DALLAS — It's never too late to learn.

Members of Utah's polygamous communities are here to speak to social workers, Child Protective Services caseworkers and law enforcement about the plural life and how to interact with fundamentalists — perhaps averting another raid.

Members of the pro-polygamy group Principle Voices and Utah's Safety Net Committee are presenting a pair of workshops today on polygamous culture to hundreds of people at the Texas Council on Family Violence's annual conference.

"Utah's made all the same mistakes," said Pat Merkeley, a social worker and the newly appointed coordinator for the Safety Net Committee, a coalition of polygamists, government and social service agencies from Utah and Arizona.

"Hopefully, we are building on the mistakes of our past."

The April raid on the Fundamentalist LDS Church's YFZ Ranch in Eldorado exposed a lack of knowledge about polygamists, at least among social service workers in Texas.

"We didn't have adequate knowledge to be able to effectively serve a plural family community," said Gloria Terry, the president of the Texas Council on Family Violence. "We didn't understand how we could best serve individuals in that community, because it is so different from the families that we typically serve that are in crisis."

In Utah, polygamy has a long and storied history. It is that history that Principle Voices' Anne Wilde is speaking about, focusing on the raids in Utah and Arizona in the 1930s, '40s and '50s.

"The result was those people did not give up their lifestyle or their religious belief in plural marriage," she said. "If anything, it made them more determined, more loyal to their beliefs than anything."

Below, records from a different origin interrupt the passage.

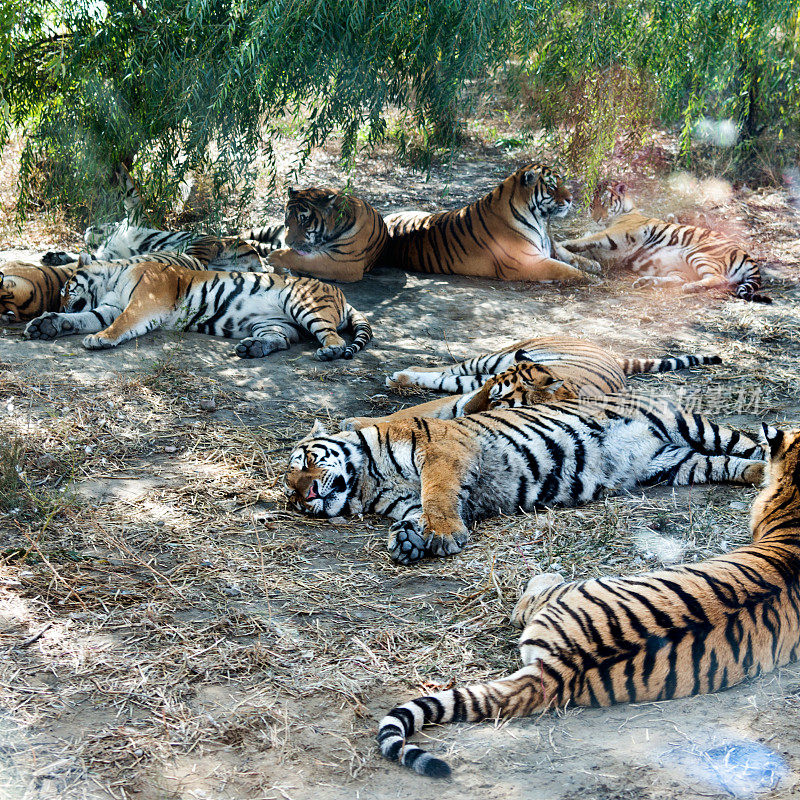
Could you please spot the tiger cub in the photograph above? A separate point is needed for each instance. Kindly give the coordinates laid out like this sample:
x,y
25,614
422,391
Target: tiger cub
x,y
678,631
330,235
437,477
585,368
660,252
113,301
124,240
503,235
28,290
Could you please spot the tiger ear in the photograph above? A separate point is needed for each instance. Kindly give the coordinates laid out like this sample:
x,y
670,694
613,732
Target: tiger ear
x,y
772,437
318,429
530,177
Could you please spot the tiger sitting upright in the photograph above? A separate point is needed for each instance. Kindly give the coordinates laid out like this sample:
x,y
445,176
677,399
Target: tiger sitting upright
x,y
502,236
330,235
114,301
660,252
560,362
674,632
436,477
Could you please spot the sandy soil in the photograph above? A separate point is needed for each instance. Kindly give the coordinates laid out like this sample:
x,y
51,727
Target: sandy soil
x,y
198,640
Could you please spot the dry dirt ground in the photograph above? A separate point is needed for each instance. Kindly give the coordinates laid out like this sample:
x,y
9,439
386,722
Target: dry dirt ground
x,y
171,630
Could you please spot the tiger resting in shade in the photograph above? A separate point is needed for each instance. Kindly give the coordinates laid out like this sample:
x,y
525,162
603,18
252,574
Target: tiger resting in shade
x,y
674,632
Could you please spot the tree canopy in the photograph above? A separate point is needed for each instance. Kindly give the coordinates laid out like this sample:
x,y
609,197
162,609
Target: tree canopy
x,y
169,86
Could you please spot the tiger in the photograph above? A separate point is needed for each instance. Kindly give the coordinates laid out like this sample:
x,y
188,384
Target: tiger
x,y
667,253
582,365
330,235
114,301
124,240
674,632
503,236
437,477
28,290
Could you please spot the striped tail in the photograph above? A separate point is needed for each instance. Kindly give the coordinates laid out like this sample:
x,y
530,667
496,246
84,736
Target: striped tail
x,y
516,696
635,366
362,331
264,240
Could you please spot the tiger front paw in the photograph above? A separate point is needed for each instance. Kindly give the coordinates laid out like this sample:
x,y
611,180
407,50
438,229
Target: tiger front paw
x,y
398,380
445,537
49,326
406,542
332,352
96,342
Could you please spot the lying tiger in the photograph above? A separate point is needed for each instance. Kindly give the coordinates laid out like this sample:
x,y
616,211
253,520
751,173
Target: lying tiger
x,y
330,235
560,363
503,235
667,253
675,632
437,477
114,301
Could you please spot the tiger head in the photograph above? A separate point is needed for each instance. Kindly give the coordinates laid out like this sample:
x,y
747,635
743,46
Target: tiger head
x,y
610,202
778,504
314,217
539,189
522,384
15,294
323,471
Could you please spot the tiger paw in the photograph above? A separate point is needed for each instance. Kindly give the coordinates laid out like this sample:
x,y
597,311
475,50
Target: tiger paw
x,y
444,537
56,258
47,327
331,353
252,348
406,542
95,342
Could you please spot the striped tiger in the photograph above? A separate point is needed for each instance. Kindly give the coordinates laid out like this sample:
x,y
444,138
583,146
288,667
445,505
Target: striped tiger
x,y
582,366
330,235
675,632
28,290
667,253
437,477
114,301
124,240
502,236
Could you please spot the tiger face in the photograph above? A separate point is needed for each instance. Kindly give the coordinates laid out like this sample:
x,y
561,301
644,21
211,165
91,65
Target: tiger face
x,y
542,190
311,217
610,202
14,294
321,477
526,384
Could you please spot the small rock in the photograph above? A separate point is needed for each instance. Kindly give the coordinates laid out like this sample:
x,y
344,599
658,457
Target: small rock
x,y
46,461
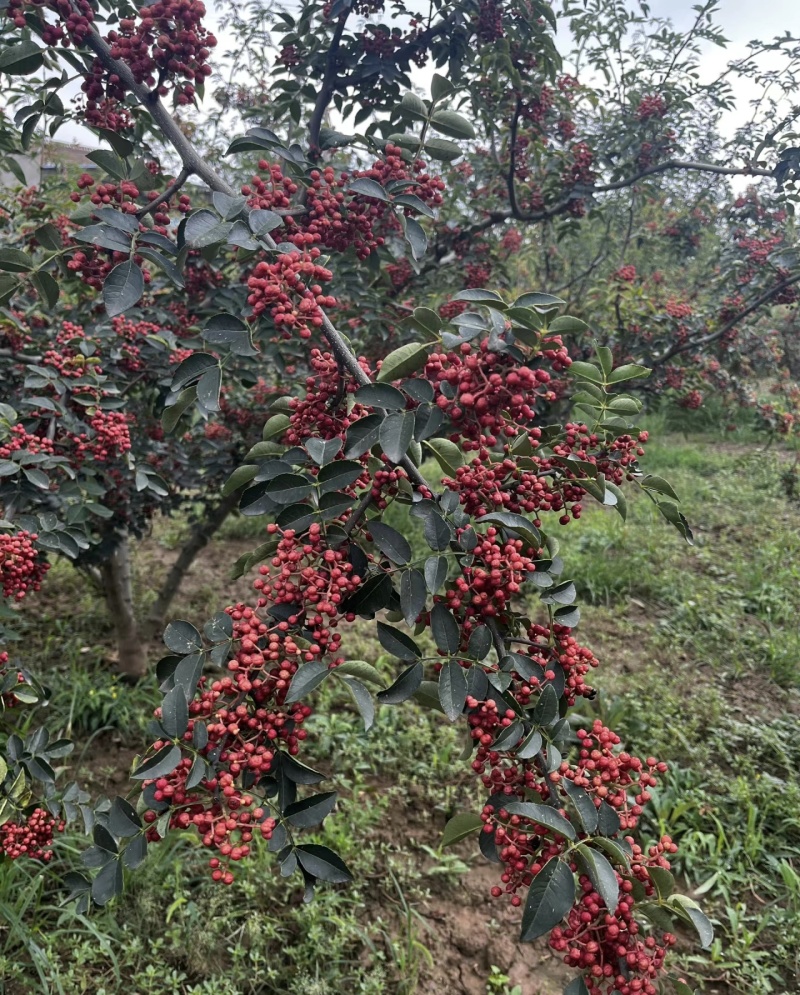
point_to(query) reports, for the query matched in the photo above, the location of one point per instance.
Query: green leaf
(445, 629)
(320, 450)
(49, 237)
(413, 595)
(275, 426)
(517, 524)
(620, 501)
(584, 806)
(362, 435)
(545, 301)
(208, 388)
(191, 369)
(321, 862)
(123, 288)
(587, 371)
(9, 285)
(241, 475)
(404, 686)
(452, 689)
(160, 764)
(164, 264)
(390, 542)
(108, 883)
(601, 874)
(361, 669)
(447, 454)
(543, 815)
(363, 700)
(381, 395)
(546, 710)
(173, 414)
(417, 239)
(308, 677)
(441, 87)
(175, 713)
(397, 642)
(395, 433)
(15, 261)
(436, 570)
(182, 637)
(204, 228)
(404, 361)
(310, 812)
(576, 987)
(663, 880)
(689, 910)
(123, 820)
(22, 59)
(442, 150)
(109, 162)
(453, 124)
(368, 188)
(437, 532)
(262, 221)
(460, 826)
(628, 372)
(565, 324)
(650, 482)
(550, 897)
(414, 106)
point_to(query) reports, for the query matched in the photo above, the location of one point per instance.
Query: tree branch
(512, 158)
(199, 538)
(172, 189)
(328, 84)
(763, 298)
(194, 162)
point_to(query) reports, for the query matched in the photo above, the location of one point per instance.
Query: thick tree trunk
(201, 534)
(118, 587)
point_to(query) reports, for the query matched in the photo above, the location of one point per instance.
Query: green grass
(700, 665)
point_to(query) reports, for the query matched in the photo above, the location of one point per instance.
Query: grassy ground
(700, 655)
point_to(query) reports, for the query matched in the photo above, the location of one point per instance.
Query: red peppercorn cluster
(493, 394)
(29, 837)
(246, 724)
(617, 778)
(678, 309)
(323, 410)
(76, 16)
(334, 217)
(544, 484)
(489, 26)
(653, 106)
(692, 400)
(9, 699)
(169, 46)
(21, 567)
(290, 288)
(306, 574)
(111, 438)
(495, 576)
(131, 333)
(598, 941)
(21, 440)
(559, 646)
(579, 169)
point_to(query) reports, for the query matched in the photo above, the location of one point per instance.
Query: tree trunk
(201, 534)
(118, 587)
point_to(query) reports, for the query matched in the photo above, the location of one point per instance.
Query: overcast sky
(741, 21)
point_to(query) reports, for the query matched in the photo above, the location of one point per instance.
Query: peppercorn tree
(482, 621)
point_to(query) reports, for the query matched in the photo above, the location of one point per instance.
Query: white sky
(741, 21)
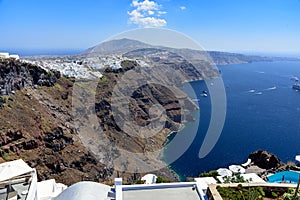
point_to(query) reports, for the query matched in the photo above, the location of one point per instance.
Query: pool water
(289, 177)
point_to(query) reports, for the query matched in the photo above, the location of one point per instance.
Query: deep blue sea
(263, 112)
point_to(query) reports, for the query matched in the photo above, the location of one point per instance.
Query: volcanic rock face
(36, 123)
(265, 159)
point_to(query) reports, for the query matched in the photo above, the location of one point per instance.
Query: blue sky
(227, 25)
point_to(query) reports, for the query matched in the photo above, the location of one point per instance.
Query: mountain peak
(117, 46)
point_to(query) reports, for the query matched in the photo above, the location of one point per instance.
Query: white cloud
(182, 8)
(146, 14)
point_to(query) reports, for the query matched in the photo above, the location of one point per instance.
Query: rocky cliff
(37, 124)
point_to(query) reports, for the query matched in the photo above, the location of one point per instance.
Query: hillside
(37, 123)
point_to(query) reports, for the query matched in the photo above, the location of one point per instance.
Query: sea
(263, 113)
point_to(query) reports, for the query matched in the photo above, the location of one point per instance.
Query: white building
(4, 55)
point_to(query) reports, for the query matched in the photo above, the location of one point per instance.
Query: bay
(263, 112)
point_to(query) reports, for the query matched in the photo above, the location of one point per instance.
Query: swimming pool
(289, 177)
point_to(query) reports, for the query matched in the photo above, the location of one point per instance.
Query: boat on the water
(296, 86)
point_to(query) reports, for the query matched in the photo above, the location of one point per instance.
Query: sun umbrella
(237, 169)
(224, 172)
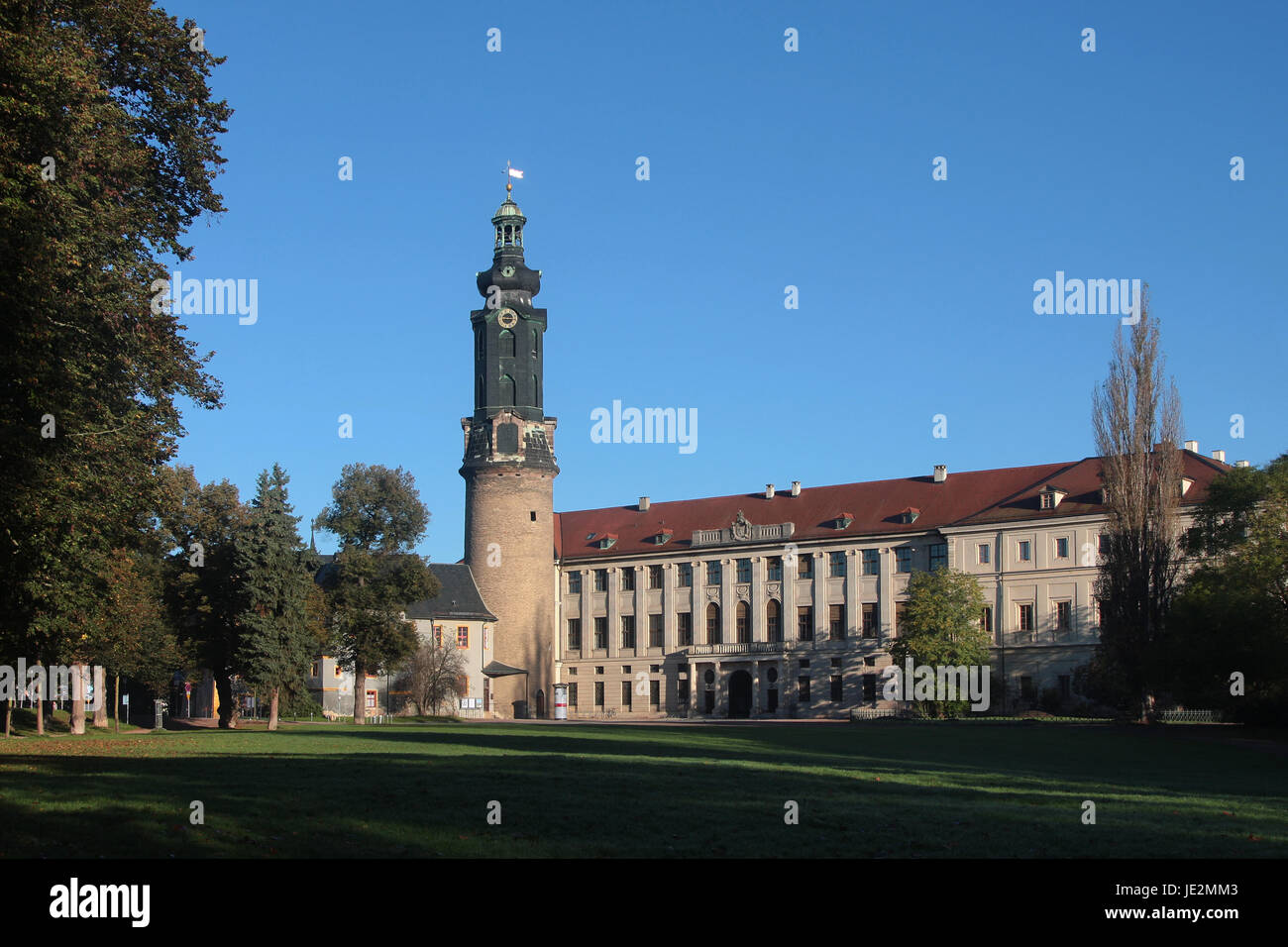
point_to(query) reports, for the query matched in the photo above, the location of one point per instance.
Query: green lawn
(863, 789)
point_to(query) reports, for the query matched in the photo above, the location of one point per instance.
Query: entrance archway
(739, 693)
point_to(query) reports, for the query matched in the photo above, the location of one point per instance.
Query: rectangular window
(870, 618)
(1025, 616)
(836, 622)
(836, 565)
(1063, 616)
(805, 622)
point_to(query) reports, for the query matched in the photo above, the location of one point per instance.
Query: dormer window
(1050, 497)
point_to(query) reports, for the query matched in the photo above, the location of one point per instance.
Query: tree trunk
(360, 694)
(227, 706)
(40, 706)
(77, 697)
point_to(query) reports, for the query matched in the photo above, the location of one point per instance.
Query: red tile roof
(964, 499)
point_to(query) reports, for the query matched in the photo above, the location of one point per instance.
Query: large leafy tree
(941, 629)
(1229, 650)
(1136, 415)
(108, 155)
(277, 638)
(377, 517)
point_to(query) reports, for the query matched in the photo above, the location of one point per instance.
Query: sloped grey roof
(459, 596)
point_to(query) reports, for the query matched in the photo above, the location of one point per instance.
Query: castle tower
(509, 471)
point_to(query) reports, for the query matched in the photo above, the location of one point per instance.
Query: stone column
(588, 616)
(885, 595)
(614, 616)
(820, 603)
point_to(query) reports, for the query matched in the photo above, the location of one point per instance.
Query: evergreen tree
(277, 638)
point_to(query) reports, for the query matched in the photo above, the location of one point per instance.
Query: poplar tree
(277, 638)
(1136, 415)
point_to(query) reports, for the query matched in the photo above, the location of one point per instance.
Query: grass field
(863, 789)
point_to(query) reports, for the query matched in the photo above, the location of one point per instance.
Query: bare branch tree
(433, 676)
(1136, 415)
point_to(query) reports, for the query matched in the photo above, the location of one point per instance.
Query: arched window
(712, 624)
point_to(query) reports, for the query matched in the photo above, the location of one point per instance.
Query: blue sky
(768, 169)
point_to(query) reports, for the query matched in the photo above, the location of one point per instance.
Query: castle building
(776, 603)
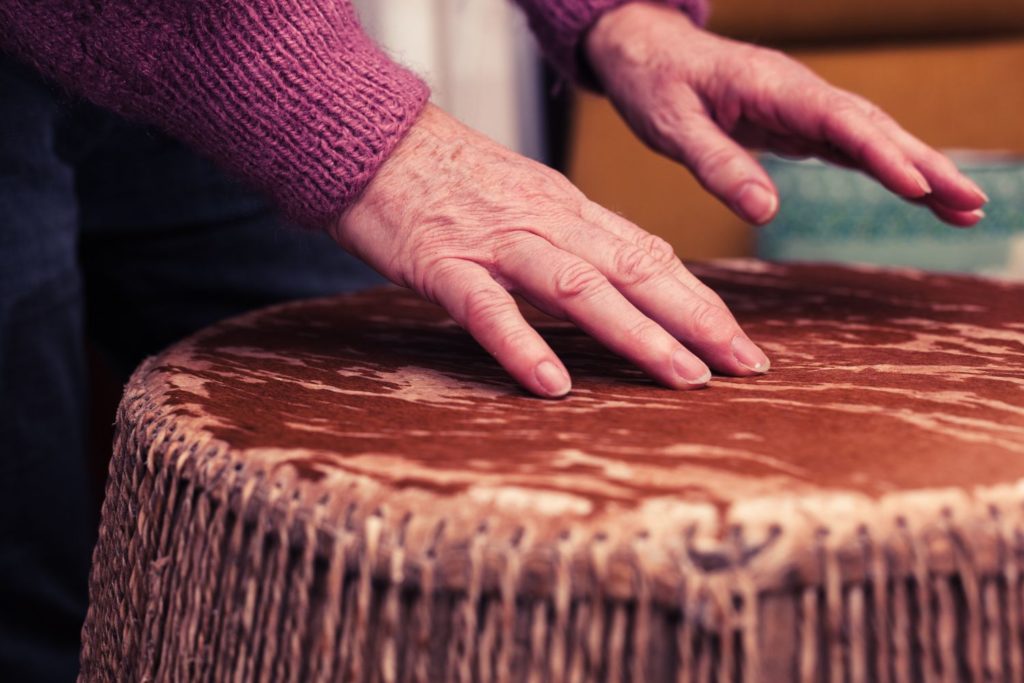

It also created closed societies, making it harder for victims to reach out and advocates to get in to help.

"Naturally, we don't want there to be victims and we are there to help them as well — if there really are," Wilde said. "But I don't think you go into a whole community and do what they did with that raid in Texas in an effort to help the victims."

More than a hundred children remain under CPS jurisdiction as the abuse investigation moves forward. A series of criminal indictments have been handed down against FLDS members charging them with sexual assault, bigamy and failure to report child abuse.

Today's workshops are designed to give social workers and other professionals information as they go forward with the FLDS custody case, Terry said.

"In Texas, we are the system that supports the programs that provide services to families in crisis," Terry said. "I can't pass judgment on what did or did not happen by either side. We knew there were people who were negatively affected. How do we assist them?"

Merkeley is proposing that Texas consider creating its own "Safety Net."

"We're hoping that it will be a model for other states," she said.

Created by the Utah and Arizona attorneys general, the Safety Net Committee brings representatives from polygamous communities to the same table as government, while offering help to abuse victims in the often-isolated communities. As of January, the Utah Attorney General's Office estimated 1,300 people had been offered some kind of assistance through the Safety Net.

Since the YFZ raid, domestic violence coalitions in Utah, Arizona and Texas have been in regular contact with each other. Terry had praise for the Safety Net, which provides a host of resources for victims of abuse leaving a closed society.

"It seems like Utah and Arizona have figured out ways to truly connect their systems around this issue. Unfortunately, in Texas I don't think we've done that yet," Terry said. "Everybody's working hard, trying to do the right thing."